人形を分解して中の仕組みを見てみたが、中の呪文を書いたインクもやはりドレイシアでしか採れない鉱物を細かく砕いて作った物だ。ここから分かる事は…」
俺はオジサンの言いたい事が分かってきた。後ろのロイレンもハッと息を呑んだとこからして気付いたようだ。
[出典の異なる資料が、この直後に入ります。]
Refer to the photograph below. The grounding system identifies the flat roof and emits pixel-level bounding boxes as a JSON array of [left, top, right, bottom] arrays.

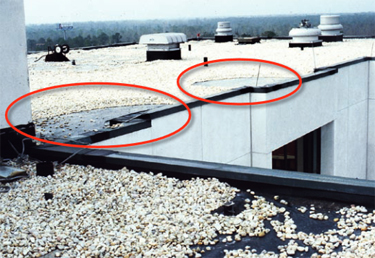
[[28, 39, 375, 119]]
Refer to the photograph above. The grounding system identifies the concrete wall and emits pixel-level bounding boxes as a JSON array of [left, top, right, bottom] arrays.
[[367, 61, 375, 180], [94, 61, 375, 179], [0, 0, 31, 129]]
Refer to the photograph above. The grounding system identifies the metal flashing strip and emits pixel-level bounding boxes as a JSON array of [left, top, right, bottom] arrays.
[[64, 57, 375, 144], [314, 57, 375, 73], [30, 146, 375, 207]]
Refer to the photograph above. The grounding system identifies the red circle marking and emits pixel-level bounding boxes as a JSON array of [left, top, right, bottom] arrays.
[[5, 82, 191, 149], [177, 58, 302, 106]]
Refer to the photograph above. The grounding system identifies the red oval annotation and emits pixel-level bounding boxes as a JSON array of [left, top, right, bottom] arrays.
[[177, 58, 302, 106], [5, 82, 191, 149]]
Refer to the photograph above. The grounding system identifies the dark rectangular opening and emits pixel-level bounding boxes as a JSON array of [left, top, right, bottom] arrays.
[[272, 128, 321, 174]]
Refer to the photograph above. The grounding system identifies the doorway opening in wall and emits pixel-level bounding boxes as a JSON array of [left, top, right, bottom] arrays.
[[272, 128, 321, 174]]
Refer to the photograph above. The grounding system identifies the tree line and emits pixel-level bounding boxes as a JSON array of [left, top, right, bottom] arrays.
[[26, 12, 375, 51]]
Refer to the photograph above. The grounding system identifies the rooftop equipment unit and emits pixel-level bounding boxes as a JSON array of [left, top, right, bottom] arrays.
[[139, 33, 187, 61], [289, 19, 322, 50], [44, 44, 70, 62], [318, 15, 343, 42], [215, 22, 233, 42]]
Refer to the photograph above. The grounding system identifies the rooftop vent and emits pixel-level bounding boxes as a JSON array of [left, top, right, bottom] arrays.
[[289, 19, 322, 50], [318, 15, 343, 42], [139, 33, 187, 61], [44, 44, 70, 62], [215, 22, 233, 42]]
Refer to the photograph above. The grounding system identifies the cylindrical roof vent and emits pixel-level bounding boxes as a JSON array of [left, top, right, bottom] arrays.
[[139, 32, 187, 61], [318, 15, 343, 42], [289, 20, 322, 49], [215, 21, 233, 42]]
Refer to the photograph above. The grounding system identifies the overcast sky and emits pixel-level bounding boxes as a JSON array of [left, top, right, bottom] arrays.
[[24, 0, 375, 24]]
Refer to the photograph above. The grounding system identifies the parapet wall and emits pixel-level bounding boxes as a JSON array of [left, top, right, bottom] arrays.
[[95, 58, 375, 179], [0, 0, 31, 129]]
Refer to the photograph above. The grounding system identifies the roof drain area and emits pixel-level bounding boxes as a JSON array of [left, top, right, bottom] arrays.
[[35, 105, 162, 144]]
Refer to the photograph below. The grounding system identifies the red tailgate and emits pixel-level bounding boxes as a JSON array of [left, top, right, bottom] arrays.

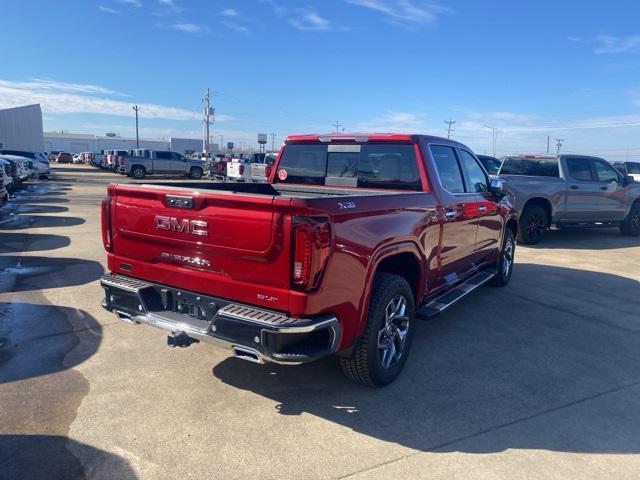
[[109, 185, 290, 310]]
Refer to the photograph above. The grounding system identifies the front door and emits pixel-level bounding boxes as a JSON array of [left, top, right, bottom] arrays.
[[458, 149, 504, 263], [429, 145, 477, 288], [592, 159, 627, 222], [563, 156, 602, 222]]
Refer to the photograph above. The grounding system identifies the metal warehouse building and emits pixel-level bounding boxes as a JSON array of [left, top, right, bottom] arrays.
[[44, 132, 208, 154], [0, 104, 44, 152]]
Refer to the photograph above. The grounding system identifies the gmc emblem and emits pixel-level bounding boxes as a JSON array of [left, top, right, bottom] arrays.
[[156, 215, 209, 237]]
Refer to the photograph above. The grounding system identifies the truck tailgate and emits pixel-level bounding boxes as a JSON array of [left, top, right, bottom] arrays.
[[109, 185, 290, 310]]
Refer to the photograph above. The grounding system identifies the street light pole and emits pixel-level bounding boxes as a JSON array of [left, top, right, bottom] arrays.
[[131, 105, 140, 148]]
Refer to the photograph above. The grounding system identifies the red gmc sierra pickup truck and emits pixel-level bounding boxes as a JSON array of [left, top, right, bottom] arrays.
[[101, 134, 517, 386]]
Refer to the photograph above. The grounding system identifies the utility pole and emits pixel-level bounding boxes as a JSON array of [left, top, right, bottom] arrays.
[[483, 125, 499, 157], [444, 117, 456, 138], [202, 88, 215, 153], [131, 105, 140, 148]]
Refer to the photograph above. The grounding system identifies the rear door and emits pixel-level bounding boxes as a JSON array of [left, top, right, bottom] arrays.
[[153, 151, 173, 175], [562, 155, 602, 222], [429, 144, 478, 286], [592, 158, 627, 222]]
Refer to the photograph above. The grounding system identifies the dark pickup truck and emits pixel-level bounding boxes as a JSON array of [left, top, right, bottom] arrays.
[[101, 134, 517, 386]]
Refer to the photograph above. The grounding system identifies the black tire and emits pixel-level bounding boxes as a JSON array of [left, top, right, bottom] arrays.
[[189, 167, 202, 180], [518, 205, 549, 245], [620, 202, 640, 237], [131, 165, 147, 180], [491, 228, 516, 287], [340, 273, 415, 387]]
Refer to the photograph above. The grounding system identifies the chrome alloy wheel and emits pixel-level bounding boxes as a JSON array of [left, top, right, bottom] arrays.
[[378, 295, 409, 368]]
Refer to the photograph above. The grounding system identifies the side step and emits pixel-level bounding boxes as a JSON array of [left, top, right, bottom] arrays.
[[416, 270, 496, 320]]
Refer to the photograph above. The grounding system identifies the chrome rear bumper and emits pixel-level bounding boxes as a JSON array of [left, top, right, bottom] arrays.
[[100, 273, 340, 364]]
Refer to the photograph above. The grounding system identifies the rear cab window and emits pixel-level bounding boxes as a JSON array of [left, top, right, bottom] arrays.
[[499, 157, 560, 177], [274, 142, 423, 191]]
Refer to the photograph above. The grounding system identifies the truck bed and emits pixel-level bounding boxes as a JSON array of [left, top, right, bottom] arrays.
[[138, 182, 410, 199]]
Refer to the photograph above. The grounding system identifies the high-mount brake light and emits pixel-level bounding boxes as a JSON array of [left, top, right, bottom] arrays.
[[291, 217, 331, 291], [101, 196, 113, 252]]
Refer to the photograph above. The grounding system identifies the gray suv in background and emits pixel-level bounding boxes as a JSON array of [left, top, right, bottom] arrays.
[[498, 155, 640, 245]]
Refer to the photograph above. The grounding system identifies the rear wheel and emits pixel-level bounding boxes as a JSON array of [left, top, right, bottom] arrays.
[[518, 205, 549, 245], [131, 165, 147, 180], [340, 273, 415, 387], [620, 203, 640, 237], [491, 228, 516, 287]]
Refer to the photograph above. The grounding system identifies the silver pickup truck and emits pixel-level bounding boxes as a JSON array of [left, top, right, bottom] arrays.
[[117, 150, 205, 179], [498, 155, 640, 245]]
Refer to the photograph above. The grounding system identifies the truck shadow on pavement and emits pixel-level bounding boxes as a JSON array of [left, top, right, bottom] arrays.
[[0, 215, 86, 230], [213, 264, 640, 453], [0, 435, 137, 480], [0, 232, 71, 253], [0, 255, 104, 293], [526, 227, 640, 250]]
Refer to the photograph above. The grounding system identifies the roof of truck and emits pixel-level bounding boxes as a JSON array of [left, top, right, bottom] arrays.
[[285, 132, 460, 144]]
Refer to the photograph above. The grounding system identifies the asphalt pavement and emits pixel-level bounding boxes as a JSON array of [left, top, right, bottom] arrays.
[[0, 165, 640, 480]]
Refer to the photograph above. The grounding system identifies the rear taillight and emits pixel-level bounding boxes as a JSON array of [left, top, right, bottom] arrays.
[[102, 197, 112, 252], [291, 217, 331, 291]]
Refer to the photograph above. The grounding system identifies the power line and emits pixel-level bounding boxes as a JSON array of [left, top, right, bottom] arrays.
[[269, 132, 276, 152], [444, 117, 456, 138], [483, 125, 500, 157], [131, 105, 141, 148]]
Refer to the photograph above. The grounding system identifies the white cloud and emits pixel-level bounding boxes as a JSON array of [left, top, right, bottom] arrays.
[[593, 35, 640, 55], [0, 78, 128, 97], [0, 80, 202, 121], [116, 0, 142, 8], [344, 0, 452, 27], [98, 5, 120, 15], [220, 8, 239, 17], [355, 112, 428, 133], [289, 10, 334, 32], [156, 22, 210, 33], [567, 35, 640, 55]]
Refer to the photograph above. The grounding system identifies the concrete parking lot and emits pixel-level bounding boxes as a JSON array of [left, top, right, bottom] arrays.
[[0, 165, 640, 479]]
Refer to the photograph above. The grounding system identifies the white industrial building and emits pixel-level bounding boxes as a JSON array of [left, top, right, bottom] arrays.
[[44, 132, 210, 154], [0, 104, 44, 152]]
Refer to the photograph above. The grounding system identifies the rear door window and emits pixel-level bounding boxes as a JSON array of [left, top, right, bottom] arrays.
[[566, 157, 593, 182], [593, 160, 618, 183], [429, 145, 464, 193], [276, 144, 422, 191]]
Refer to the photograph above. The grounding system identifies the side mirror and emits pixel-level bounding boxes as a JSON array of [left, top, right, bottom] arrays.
[[489, 178, 506, 197]]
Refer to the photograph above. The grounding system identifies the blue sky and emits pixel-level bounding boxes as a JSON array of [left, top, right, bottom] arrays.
[[0, 0, 640, 159]]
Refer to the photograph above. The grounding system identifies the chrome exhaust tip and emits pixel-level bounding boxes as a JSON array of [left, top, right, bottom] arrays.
[[231, 345, 265, 363]]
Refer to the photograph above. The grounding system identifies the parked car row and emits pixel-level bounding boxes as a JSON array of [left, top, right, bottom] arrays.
[[478, 154, 640, 245], [0, 149, 51, 205]]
「そこのショタボーイを狙っているやからはドレイシアの者、又はドレイシアを拠点にして活動している…可能性が高い。」
中央に噴水がある零国で一番大きな公園。
そんなありがちな公園のベンチに俺達はいた。
「ホレ、たこ焼き。
腹減ってたんだろ?」
「ん、ありがとう…でも今はいいや」
明らかに元気のないショタボーイ…いや、ガール。ドレイシアに敵がいるって事で相当ショックを受けたらしい。ドレイシアに思い入れでもあるのか?
「話す気にはなれねえか?ドレイシアとお前の関係。」
「これはボクとドレイシアの問題だから…」
「一緒に襲われたのに俺は関係ねーってか?」
「それは…」
「…まー、いいけどよ。
近いうちに話せよ?俺も一緒に戦ってやるから。」
ロイレンはその言葉に目を見開き俺をまじまじと見つめた。
「そんな!迷惑…」
「じゃねーって。
同じ零番隊、同じ建物に住んでんだ。ペットはペットらしくもっと俺に甘えろ。」
…このセリフ(特に最後の方)なんかやらしいな。別にそうゆうつもりじゃなかったんだけどもー。
「甘えていーの…?」
「ロイレンはすぐ顔が赤くなるなー。
いいに決まってんだろ?」
俺はそう言いながらベンチを立つ。
「たこ焼き、しっかり味わっとけよ!
俺はもう行くから」
よし!帰ってから掃除して、食材買ってー…あと風呂掃除!洗濯もしなきゃな。
俺はこれからする事を頭で考えながら帰路についた。
まさかその夜にロイレンが俺の部屋に訪れるなんてこの時の俺は思いもしなかった。